The True North is undeniably stronger for Conservative supporters following the recent election but is perhaps a little less free for those who believe that liberalism and social justice still matter.
The Harper government’s 15-seat majority puts an end to political uncertainty for the next four years. But the untimely collapse of the Liberal party leaves the country without a voice for non-dogmatic policies, a less invasive government and a fidelity to executive federalism.
Both the Harper Conservatives and the new NDP opposition appear to be little concerned about the possible balkanization of Canada. In his attempt to slay the dreaded Liberal dragon, Harper has to contend with an even more potent force on the land. It is not the New Democrats who are to be congratulated for winning 103 seats in the election, but Stephen Harper. The reprehensible but effective conservative attack ads undermined Michael Ignatieff’s reputation by questioning his patriotism, discrediting his commitment to Canada and portraying him as an elitist dilettante. It worked. And what the Conservatives didn’t do to humiliate liberals, the party itself did.

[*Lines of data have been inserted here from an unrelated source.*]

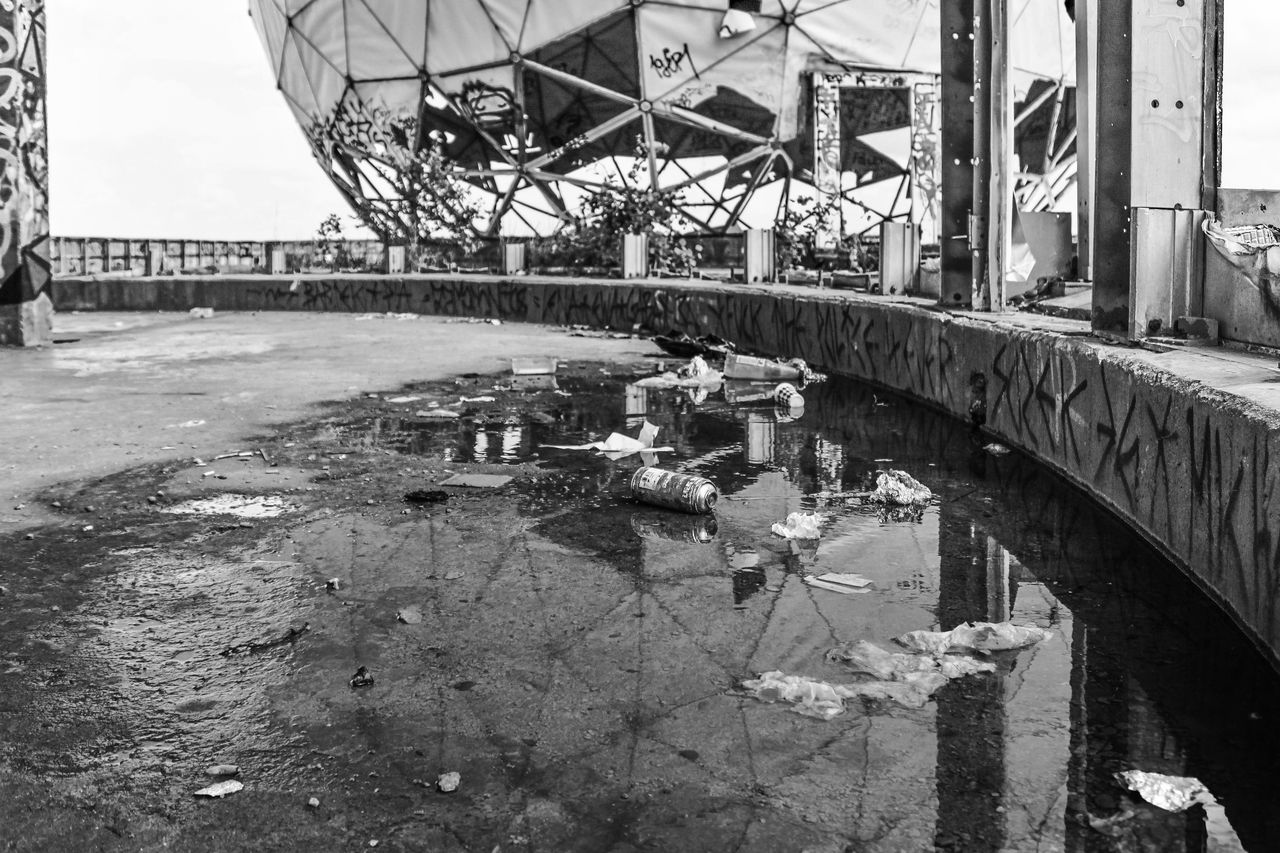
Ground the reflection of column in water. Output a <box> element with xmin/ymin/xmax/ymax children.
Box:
<box><xmin>473</xmin><ymin>428</ymin><xmax>489</xmax><ymax>461</ymax></box>
<box><xmin>814</xmin><ymin>437</ymin><xmax>845</xmax><ymax>493</ymax></box>
<box><xmin>745</xmin><ymin>412</ymin><xmax>776</xmax><ymax>465</ymax></box>
<box><xmin>986</xmin><ymin>538</ymin><xmax>1012</xmax><ymax>623</ymax></box>
<box><xmin>934</xmin><ymin>504</ymin><xmax>1008</xmax><ymax>850</ymax></box>
<box><xmin>625</xmin><ymin>383</ymin><xmax>648</xmax><ymax>418</ymax></box>
<box><xmin>630</xmin><ymin>513</ymin><xmax>718</xmax><ymax>544</ymax></box>
<box><xmin>501</xmin><ymin>425</ymin><xmax>522</xmax><ymax>461</ymax></box>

Liberals have always campaigned from the left and governed from the centre. This this time they campaigned from the centre giving no voice to their traditional defense of individualism and national unity. Special thanks for the party’s destruction in Ontario is reserved for the back room strategist who allowed Jean Chretien back on the campaign trail in Toronto; it has to be the same bright light that thought resurrecting Jacques Parizeau from the dead would help the Bloc win seats in Quebec.

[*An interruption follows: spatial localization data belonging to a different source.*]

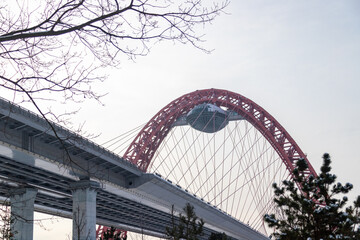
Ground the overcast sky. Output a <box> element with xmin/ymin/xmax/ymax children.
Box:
<box><xmin>13</xmin><ymin>0</ymin><xmax>360</xmax><ymax>238</ymax></box>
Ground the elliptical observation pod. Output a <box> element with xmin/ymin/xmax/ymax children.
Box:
<box><xmin>186</xmin><ymin>103</ymin><xmax>229</xmax><ymax>133</ymax></box>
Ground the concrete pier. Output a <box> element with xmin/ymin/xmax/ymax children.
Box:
<box><xmin>70</xmin><ymin>180</ymin><xmax>100</xmax><ymax>240</ymax></box>
<box><xmin>10</xmin><ymin>188</ymin><xmax>38</xmax><ymax>240</ymax></box>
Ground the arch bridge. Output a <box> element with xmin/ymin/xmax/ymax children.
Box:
<box><xmin>0</xmin><ymin>89</ymin><xmax>316</xmax><ymax>240</ymax></box>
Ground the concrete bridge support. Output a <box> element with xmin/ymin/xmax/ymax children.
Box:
<box><xmin>10</xmin><ymin>188</ymin><xmax>38</xmax><ymax>240</ymax></box>
<box><xmin>71</xmin><ymin>180</ymin><xmax>100</xmax><ymax>240</ymax></box>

Few voters had the foggiest idea of what Liberals stand for. Although it paid lip service to the ideals of the Just Society, its leadership was no longer able to articulate those principles that made the party great. The "Just Society" was, in it's soul, about ending government by prohibition. Today's nanny-state Liberals wouldn't even understand that. They tried using the nostalgia of Trudeau withhout his substance of individual dignity and self-worth. It didn't cut it.
In the squeeze from both the hard core right and the left Liberals were crushed. In a world of extremes, no one cares about the middle. The voters, specifically in Ontario where the majority was decided, did what liberals themselves failed to do: united the left into what for all intents and purposes is now a New Liberal-Democratic Party. These new “ Layton liberals” have parked their votes with the NDP leaving the old natural governing party in search of a constituency. It won’t be easy.

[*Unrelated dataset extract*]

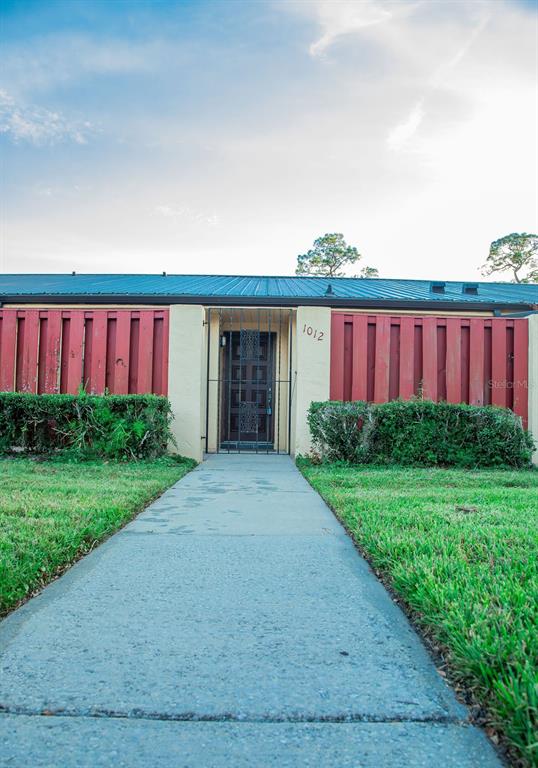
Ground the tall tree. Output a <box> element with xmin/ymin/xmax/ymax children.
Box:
<box><xmin>481</xmin><ymin>233</ymin><xmax>538</xmax><ymax>284</ymax></box>
<box><xmin>295</xmin><ymin>233</ymin><xmax>378</xmax><ymax>278</ymax></box>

In the month since the election liberals remain in a state of absolute denial. These are the facts: 80 per cent of Canadians voted against the Liberal party whether it was the Quebec protest vote replacing the Bloc with the NDP or the more significant new Ontario Liberal Democratic vote. There are now more Liberals in the Senate than there are in the House of ommons. Harper will re-introduce a budget that will put an end to $4-million in vote subsidies to the Liberal party. Raising money isn’t going to be easy. No one banks on a loser. In addition, redistribution before the next election will increase the number of seats in the house of commons to 338 adding three dozen seats in Conservative areas of the country.
It doesn’t much matter whether the liberals change their constitution or whem they have a convention to pick a new leader. Realistically the party has marginal influence, and can’t even think of regaining power for another several elections.
One out of every four liberal-minded voters who might have been counted upon to vote for Ignatieff are now in the Layton camp. In Quebec, one out of every four soft- nationalists defected from the Bloc Quebecois to the NDP after Parti Quebecois leader Pauline Marois reinforced her commitment to another referendum that no one wants. Poised to elect another separatist government, Quebecers once again have demonstrated a high level of political schizophrenia by opting to let the NDP safeguard their federalist interests .
In his essay, Two Cheers for Democracy, E.M. Forster famously wrote that the strength of parliamentary democracy is that it admits variety and permits criticism. But in Britain they don't use the triplemline whip. MPs can exercise their consciences. Canadians have opted for a neo-conservative government that stifles criticism and at the same time have narrowed the variety of politicial opinion by electing a strong, if in inexperienced, opposition commmitted to social justice but only through dogmatic state centralization and intervemtion.
Forster was right. Democracy doesn’t deserve three cheers. But as he reminds us, the brighter shine the little lights, reassuring one another, signalling: “Well, at all events, i'm still here."